[Pre-RFC] Destructuring values that impl Drop

whitequark · June 22, 2019, 4:50pm

Feature Name: destruct_avoid_drop
Start Date: 2019-06-22
RFC PR: rust-lang/rfcs#0000
Rust Issue: rust-lang/rust#0000

Summary

Allow destructuring structs and enums that impl Drop through the use of an attribute.

Motivation

Drop is typically implemented on a container for some resource such that the resource is released at the end of the container lifetime. Often it is useful to extend the lifetime of the resource beyond the lifetime. For example, the methods:

Container<T>::into_inner(self) -> T, or
Container<T>::map<U>(self, f: Fn(T) -> U) -> Container<U>,

which are implemented on many (if not most) containers do so. In this case, the resource must be moved out of the container, and Container::drop() must become a no-op.

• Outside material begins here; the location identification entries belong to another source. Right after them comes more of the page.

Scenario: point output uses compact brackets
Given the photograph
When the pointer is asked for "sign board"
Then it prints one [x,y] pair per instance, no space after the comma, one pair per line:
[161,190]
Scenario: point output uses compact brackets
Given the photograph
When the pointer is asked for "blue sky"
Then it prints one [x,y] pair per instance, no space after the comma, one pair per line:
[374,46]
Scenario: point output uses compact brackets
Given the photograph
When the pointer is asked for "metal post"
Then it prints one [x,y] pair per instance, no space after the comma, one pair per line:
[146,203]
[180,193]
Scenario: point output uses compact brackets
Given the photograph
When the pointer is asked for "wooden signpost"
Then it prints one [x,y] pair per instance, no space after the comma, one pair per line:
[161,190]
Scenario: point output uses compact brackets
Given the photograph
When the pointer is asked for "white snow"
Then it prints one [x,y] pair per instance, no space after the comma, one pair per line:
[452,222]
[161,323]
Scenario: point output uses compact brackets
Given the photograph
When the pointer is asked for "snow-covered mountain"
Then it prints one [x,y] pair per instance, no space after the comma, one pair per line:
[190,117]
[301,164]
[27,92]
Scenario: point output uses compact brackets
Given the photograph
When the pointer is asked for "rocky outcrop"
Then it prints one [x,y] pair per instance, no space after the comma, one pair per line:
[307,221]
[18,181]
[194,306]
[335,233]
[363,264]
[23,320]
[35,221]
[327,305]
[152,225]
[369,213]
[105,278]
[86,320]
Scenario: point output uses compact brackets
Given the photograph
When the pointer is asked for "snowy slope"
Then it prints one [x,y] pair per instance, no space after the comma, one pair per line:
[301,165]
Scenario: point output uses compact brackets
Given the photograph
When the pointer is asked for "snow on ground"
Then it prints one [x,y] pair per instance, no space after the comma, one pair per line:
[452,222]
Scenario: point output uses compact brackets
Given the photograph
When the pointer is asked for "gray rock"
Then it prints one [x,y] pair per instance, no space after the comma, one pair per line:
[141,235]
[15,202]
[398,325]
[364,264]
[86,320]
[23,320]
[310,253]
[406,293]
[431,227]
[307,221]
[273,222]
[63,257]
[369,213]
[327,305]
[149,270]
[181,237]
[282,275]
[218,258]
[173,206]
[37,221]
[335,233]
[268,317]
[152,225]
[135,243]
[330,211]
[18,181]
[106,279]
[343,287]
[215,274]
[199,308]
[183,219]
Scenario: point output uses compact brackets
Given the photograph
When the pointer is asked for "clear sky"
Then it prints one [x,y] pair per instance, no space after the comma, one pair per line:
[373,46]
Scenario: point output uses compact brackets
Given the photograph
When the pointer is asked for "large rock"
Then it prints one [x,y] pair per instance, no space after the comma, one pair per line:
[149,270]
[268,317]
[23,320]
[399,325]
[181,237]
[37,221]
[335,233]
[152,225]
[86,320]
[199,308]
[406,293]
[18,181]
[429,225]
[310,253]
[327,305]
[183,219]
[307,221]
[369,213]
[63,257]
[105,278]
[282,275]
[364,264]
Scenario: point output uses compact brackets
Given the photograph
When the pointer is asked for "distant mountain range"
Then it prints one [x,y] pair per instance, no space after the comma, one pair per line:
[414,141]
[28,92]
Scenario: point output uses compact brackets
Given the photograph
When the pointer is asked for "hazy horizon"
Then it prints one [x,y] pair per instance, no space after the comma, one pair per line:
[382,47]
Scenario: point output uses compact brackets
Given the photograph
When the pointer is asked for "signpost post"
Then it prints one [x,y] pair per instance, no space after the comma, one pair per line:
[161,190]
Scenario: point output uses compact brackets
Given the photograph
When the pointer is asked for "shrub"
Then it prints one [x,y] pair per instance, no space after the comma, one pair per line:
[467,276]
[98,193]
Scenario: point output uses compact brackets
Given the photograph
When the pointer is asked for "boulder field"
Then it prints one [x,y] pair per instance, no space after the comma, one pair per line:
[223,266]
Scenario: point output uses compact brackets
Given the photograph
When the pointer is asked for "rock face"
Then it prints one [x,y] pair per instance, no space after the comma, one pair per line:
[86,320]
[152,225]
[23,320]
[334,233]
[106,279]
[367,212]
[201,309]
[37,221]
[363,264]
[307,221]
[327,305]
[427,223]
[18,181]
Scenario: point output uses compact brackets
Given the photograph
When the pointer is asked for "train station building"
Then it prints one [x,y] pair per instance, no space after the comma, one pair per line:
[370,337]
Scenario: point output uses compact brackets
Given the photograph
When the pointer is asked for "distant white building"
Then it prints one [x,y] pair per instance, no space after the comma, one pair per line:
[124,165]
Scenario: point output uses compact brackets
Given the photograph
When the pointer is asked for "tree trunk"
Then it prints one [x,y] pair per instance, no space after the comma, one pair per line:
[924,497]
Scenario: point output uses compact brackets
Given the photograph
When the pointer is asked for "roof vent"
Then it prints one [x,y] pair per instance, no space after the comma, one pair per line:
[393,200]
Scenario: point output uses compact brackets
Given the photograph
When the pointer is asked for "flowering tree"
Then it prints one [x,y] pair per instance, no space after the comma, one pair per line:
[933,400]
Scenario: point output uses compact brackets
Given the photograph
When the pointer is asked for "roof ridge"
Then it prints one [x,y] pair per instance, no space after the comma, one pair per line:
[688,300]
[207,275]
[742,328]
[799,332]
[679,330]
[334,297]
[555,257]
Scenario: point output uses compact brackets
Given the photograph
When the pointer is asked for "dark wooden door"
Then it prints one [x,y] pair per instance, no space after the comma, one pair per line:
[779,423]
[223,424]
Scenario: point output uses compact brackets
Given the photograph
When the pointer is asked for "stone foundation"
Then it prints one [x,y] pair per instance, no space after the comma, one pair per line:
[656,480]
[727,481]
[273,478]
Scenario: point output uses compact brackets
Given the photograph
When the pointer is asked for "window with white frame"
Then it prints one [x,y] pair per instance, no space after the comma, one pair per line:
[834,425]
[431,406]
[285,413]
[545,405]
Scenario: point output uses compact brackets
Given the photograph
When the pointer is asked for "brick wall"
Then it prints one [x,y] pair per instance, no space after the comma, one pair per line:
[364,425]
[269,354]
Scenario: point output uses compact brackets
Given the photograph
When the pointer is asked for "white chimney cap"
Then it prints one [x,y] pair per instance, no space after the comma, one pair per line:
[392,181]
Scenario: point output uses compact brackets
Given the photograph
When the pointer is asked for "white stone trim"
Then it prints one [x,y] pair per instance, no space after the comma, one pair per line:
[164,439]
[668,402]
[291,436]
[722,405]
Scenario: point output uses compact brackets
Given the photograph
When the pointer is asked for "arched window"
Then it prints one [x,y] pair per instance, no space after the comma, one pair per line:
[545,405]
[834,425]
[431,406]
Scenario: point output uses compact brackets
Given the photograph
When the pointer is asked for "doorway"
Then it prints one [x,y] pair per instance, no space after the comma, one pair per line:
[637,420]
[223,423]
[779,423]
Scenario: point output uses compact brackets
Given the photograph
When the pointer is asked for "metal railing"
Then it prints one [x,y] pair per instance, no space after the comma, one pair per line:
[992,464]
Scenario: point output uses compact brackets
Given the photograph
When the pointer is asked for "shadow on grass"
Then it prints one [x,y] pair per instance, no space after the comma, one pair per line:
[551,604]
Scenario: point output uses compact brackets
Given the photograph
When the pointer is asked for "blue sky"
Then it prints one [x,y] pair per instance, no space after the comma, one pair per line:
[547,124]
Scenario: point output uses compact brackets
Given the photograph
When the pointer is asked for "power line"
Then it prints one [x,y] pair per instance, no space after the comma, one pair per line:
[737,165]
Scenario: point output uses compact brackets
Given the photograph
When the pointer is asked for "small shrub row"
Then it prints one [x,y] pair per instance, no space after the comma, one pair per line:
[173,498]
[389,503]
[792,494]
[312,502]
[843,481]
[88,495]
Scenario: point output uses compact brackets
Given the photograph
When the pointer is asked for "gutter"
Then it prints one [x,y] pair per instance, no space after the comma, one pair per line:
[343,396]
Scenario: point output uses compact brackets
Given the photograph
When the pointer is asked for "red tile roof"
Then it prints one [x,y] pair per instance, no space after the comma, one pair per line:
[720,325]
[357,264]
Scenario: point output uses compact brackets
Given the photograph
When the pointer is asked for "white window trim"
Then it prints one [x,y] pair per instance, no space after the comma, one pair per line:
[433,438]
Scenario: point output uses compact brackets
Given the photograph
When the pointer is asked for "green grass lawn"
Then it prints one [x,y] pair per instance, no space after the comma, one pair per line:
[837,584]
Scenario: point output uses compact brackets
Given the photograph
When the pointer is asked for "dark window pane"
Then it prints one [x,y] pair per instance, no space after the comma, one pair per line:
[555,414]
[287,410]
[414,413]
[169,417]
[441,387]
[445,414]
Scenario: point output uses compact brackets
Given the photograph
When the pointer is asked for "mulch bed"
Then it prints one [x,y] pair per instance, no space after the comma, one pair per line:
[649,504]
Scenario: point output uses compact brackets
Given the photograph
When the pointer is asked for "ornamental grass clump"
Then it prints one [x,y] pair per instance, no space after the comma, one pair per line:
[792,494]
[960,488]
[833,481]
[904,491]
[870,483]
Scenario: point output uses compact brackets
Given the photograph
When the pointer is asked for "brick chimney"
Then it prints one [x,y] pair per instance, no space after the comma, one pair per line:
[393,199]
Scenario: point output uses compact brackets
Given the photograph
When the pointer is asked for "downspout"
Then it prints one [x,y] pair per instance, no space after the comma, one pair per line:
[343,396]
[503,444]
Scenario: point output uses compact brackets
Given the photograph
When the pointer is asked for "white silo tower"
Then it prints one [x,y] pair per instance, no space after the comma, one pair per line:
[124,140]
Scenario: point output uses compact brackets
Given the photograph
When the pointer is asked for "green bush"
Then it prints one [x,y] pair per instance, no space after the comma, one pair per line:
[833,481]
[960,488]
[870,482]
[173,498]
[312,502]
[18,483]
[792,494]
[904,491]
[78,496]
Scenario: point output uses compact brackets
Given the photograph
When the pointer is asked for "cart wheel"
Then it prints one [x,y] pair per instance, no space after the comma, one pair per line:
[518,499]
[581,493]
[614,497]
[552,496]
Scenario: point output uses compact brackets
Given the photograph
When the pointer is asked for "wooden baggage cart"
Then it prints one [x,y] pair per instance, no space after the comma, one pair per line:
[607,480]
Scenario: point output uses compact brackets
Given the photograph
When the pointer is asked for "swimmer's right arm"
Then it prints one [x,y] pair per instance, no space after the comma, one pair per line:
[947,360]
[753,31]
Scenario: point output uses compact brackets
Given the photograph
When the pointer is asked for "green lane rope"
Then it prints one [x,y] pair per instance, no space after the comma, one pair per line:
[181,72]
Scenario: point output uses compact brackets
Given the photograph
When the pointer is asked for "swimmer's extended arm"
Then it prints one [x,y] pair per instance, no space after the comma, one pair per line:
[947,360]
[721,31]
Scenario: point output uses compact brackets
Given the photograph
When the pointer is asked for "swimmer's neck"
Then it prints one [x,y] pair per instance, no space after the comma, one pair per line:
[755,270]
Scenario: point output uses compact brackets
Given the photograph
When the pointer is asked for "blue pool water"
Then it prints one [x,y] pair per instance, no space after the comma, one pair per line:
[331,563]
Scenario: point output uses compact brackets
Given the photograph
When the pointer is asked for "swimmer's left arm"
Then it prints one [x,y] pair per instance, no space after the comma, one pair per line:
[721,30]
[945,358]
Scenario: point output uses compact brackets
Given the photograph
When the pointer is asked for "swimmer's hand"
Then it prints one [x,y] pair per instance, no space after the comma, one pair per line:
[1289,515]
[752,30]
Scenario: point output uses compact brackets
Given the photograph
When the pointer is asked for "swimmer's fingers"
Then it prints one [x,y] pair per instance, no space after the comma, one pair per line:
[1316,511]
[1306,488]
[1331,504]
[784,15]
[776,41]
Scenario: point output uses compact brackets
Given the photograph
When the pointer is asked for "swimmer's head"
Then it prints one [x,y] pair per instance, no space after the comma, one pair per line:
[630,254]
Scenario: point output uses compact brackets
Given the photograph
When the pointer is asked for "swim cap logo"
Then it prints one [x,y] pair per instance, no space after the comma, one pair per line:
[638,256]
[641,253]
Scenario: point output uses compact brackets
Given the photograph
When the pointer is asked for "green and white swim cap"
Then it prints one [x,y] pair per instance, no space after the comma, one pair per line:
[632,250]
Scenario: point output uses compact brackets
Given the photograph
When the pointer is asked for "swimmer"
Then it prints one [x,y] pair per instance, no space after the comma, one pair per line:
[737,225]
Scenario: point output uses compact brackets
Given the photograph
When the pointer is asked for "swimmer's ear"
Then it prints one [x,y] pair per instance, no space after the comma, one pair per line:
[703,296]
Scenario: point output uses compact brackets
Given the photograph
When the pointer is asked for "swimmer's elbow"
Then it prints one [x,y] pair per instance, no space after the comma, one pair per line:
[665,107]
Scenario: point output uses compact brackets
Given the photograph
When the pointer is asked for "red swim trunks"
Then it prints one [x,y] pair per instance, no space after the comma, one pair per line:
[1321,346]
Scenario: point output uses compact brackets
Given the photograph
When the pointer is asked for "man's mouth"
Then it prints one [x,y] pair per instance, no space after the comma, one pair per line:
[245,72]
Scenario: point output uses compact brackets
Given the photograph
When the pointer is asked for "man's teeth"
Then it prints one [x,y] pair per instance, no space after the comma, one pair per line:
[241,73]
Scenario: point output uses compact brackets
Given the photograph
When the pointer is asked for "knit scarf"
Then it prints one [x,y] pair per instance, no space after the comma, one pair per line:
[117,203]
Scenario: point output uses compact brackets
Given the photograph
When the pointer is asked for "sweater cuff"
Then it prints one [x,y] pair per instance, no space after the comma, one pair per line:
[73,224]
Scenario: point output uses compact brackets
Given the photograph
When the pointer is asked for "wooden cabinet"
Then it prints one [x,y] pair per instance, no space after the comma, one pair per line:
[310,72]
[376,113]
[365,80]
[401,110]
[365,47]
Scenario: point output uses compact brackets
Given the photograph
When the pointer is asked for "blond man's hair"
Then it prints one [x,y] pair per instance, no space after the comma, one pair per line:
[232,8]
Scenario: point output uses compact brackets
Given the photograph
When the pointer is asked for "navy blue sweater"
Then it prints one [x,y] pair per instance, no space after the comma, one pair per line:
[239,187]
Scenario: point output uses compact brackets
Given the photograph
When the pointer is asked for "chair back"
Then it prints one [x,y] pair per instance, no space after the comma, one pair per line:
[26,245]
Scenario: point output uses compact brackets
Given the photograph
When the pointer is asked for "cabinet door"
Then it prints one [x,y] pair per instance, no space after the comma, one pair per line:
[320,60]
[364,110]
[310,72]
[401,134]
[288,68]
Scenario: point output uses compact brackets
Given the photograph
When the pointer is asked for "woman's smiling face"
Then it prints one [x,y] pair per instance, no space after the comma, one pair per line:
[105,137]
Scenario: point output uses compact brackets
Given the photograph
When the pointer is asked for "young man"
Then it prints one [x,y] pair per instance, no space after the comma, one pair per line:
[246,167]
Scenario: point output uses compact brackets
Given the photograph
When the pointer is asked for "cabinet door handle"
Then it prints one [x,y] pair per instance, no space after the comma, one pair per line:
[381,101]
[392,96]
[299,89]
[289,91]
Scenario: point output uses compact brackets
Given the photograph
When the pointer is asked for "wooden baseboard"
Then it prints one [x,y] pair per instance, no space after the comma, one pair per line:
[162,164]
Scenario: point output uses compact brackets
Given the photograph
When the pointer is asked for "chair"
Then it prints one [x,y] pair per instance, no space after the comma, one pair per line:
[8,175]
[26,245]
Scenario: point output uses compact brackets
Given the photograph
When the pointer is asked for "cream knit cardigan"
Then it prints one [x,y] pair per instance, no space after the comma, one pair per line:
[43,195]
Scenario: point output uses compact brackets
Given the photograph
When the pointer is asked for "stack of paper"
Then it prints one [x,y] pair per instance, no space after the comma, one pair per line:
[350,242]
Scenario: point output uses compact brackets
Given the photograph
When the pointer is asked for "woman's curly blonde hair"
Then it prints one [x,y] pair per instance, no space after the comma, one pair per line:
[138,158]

There are 4 general approaches to implement this:

If T: Clone, the resource can be copied, and the old copy destroyed. Although the semantics of this is similar to moving the resource, it is strictly worse, because it is less efficient, and T::clone() can panic, typically because creating the copy exhausts some finite reserve.
If T: Default, the resource in the container can be swapped with a new empty instance of the same kind of resource using core::mem::replace. Unless T::default() is expensive, which is unlikely, this is a good solution. However, many resources do not have a null value.
If T implements neither Clone nor Default, the resource can be wrapped in an Option<T>, which reduces this to case (2). This requires unwrapping the Option<T> each time it is used, and is particularly bad if the container implements Deref, because then each auto-deref incurs a branch, even in release mode. Even worse, this changes the representation of the type, and breaks #[repr(transparent)].
If the project specifies #![allow(unsafe)], then the container may be transmuted (using core::mem::transmute or a union) into a struct or enum with the exact same structure but which does not implement Drop. Then, the resource can be simply moved out. However, it is not possible to guard against introducing UB in the future: there is no way to statically assert that two given types have compatible representations.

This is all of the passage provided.